Note: If you should find someone who occupies the center of the triangle, congratulations! You have found someone who is rarer than a Unicorn.

Now if I am to apply this particular diagram style to vaping , it supports my current fool-osophical line of thinking: That in pursuit of the perfect vape, one can typically only accomodate 2 of these reqiurements, as pursuit of those two appears (based on my experience and practical trials) to cancel out any chance of the physics involved allow one to succeed in achieving the third corner of the triangle.

Accordingly I propose the following diagram:




It is important to mention that the physics and chemistry involved in the science of vaping means that it is theoritically possible to achieve an all rounder, but my suspicion is that this all rounder will in fact consist of a well balanced vape experience, but that it will be compromised. Meaning that while you may find TH/Flavour/Clouds present in a given design, it will certainly not be the best of each of those three.

Again, I say that it must be possible to attain all three, but at this stage I have not found the solution.

In my experience what does come very close is non-other than the Reo

[/LOAD MODE +Fanboy]

In accordance with my limited, but promising experience with the Reo, I propose the following hypothesis:




It would appear to me that the zone of catness (i.e. the ultimate vape) is possible with the Reo, although this is not something I have perfected just yet, and I still suspect that the third corner of the triangle will have to be underrepresented or compromised.

[/LOAD MODE -Fanboy]

Having said all of that, I think a dripper style setup allows for the best chance of reaching the zone of catness. My experience with the KF style of RBA indicates to me that it is not possible to reach this zone, however it is possible to accommodate 2 of the corners of the triangle.

Reactions: Like 3 | Winner 6


----------



## Andre (11/4/14)

Rob Fisher said:


> I want the taste and flavour above all else but I need some good coulds to finish off the experience... I also feel the flavour and clouds seem to be mutually exclusive!

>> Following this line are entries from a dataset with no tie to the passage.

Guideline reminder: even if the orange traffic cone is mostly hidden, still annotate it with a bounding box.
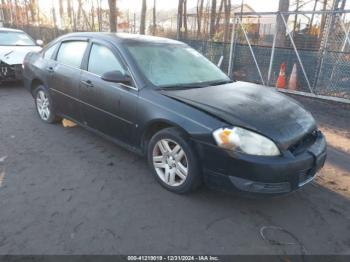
[276,63,286,88]
[288,64,298,91]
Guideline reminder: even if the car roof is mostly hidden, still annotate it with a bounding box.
[56,32,183,44]
[0,27,24,33]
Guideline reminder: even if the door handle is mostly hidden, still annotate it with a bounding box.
[81,80,94,87]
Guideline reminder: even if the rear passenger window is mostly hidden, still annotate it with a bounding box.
[57,41,87,68]
[88,44,125,76]
[44,44,58,59]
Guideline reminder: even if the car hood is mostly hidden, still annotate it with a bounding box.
[0,46,41,65]
[161,82,316,149]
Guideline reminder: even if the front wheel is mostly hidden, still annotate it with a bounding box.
[34,85,59,124]
[148,128,201,194]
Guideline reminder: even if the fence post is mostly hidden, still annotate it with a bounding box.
[314,9,337,92]
[227,18,236,78]
[266,13,279,86]
[281,15,314,94]
[238,18,265,85]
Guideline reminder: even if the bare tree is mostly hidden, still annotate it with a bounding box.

TH not as important.
> 
> And thanks to Hi Ho the number one thing for me is the position of the coil directly next to the air hole!


Two ways to get more clouds. (1) Get juices with more VG. (2) Consider opening up that air hole just a tad. Easily done on the Reomizer with a drill bit by hand.

Reactions: Agree 1


----------



## Rob Fisher (11/4/14)

Matthee said:


> Two ways to get more clouds. (1) Get juices with more VG. (2) Consider opening up that air hole just a tad. Easily done on the Reomizer with a drill bit by hand.



Awesome! 

My 100% VG should have arrived today!  Note to @Oupa : The must never ever send with this courier again as long as we both shall live!


----------



## Tom (11/4/14)

me chasing both clouds and flavour. TH is not that important to me. I also got the feeling that the flavour is increased with density of the clouds. I.e. with the Origin I got for the first time really dense clouds, i can feel the density on the tongue whilst exhaling....and the flavour is better with that.

Gesendet von meinem LIFETAB_E7316 mit Tapatalk

Reactions: Like 1 | Agree 1


----------



## Metal Liz (11/4/14)

excellent hypothesis professor duckanator

Reactions: Like 1


----------



## devdev (11/4/14)

Thanks Lizzie. Seems there is no comment from fellow posters :/ must mean my hypothesis is correct!

Even more shocking that none of the cat lovers approved of the zone of catness comment. Very disappointing! Will have to approach the fine master and arrange for the whole forum to be fined

Reactions: Like 1


----------



## Oupa (11/4/14)

Damnnnn! I know @Rob Fisher ... they are very inconsistant. I guess that is what we get for using a low cost courier 

Not to worry, our website is ready to go live early in next week with courier options

Reactions: Like 2


----------



## devdev (11/4/14)

@Oupa I've been holding out on this month's stock replenishments. Been browsing the website already, just waiting for the register new account option to go live.

Actually scrap that, going to order this weekend by email and then will wait for new concentrates before you ship


----------



## Alex (11/4/14)

I did another experiment with the Kayfun lite yesterday, drillled out the air hole once again, this time increasing it to 2.5mm. Big improvement for me. The other thing I did was change to a silica wick using the same quad micro coil @2mm. Using the "Navy nest" wicking method. TH and flavour are spot on for me. Only problem is it's drinking juice like mad.

Reactions: Like 1


----------



## devdev (11/4/14)

@Alex following your advice I drilled my KFL+ airhole out to 2mm. Seems to have made a decent difference, and also cleaned the muck out of the center pin. Looking at it carefully, it seemed to be that milky opaque plastic that the 510 positive screw is surrounded by. 

I rebuilt with a twisted 30g coil. Came out at 1 ohm, and I ran the wicks down like you would wick an aqua. The problem is that I can't get enough juice into the chamber. I have to wait every 4 puffs for it to draw liquid up the wick again. I am wondering if this is related to the new airhole size upping juice consumption.

Thanks for the video. Gonna check it out


----------



## Alex (11/4/14)

@devdev, I have the quad juice channel version of the KFL unfortunately, and I have personally never had any dry hits, my problem has always been flooding and then minor leaking issues, which is what prompted me to try reducing the vacuum with a larger air intake. In my opinion @2.5mm. The draw feels exactly the same as my kayfun 3.1 right now. And it feels like a much smoother vape.


----------



## Rob Fisher (12/4/14)

Oupa said:


> Not to worry, our website is ready to go live early in next week with courier options



Brilliant news! Whoooo!


----------



## Silver (12/4/14)

Hi guys and girls

Thanks for the feedback thus far. @BhavZ your input was superb, thanks.

@devdev your triangle hypothesis was classic! Essentially what you are saying is that its not easy if not impossible to get all three aspects maximised. I can understand that since just my simple understanding of flavour versus throat hit setups on the dripper are opposite. Ie, the more flavour, the less throat hit etc. 

But i would still like to hear from people on how they tweak their setup even just to improve one of these aspects. 

What have you changed and what did you then notice?

Reactions: Like 1


----------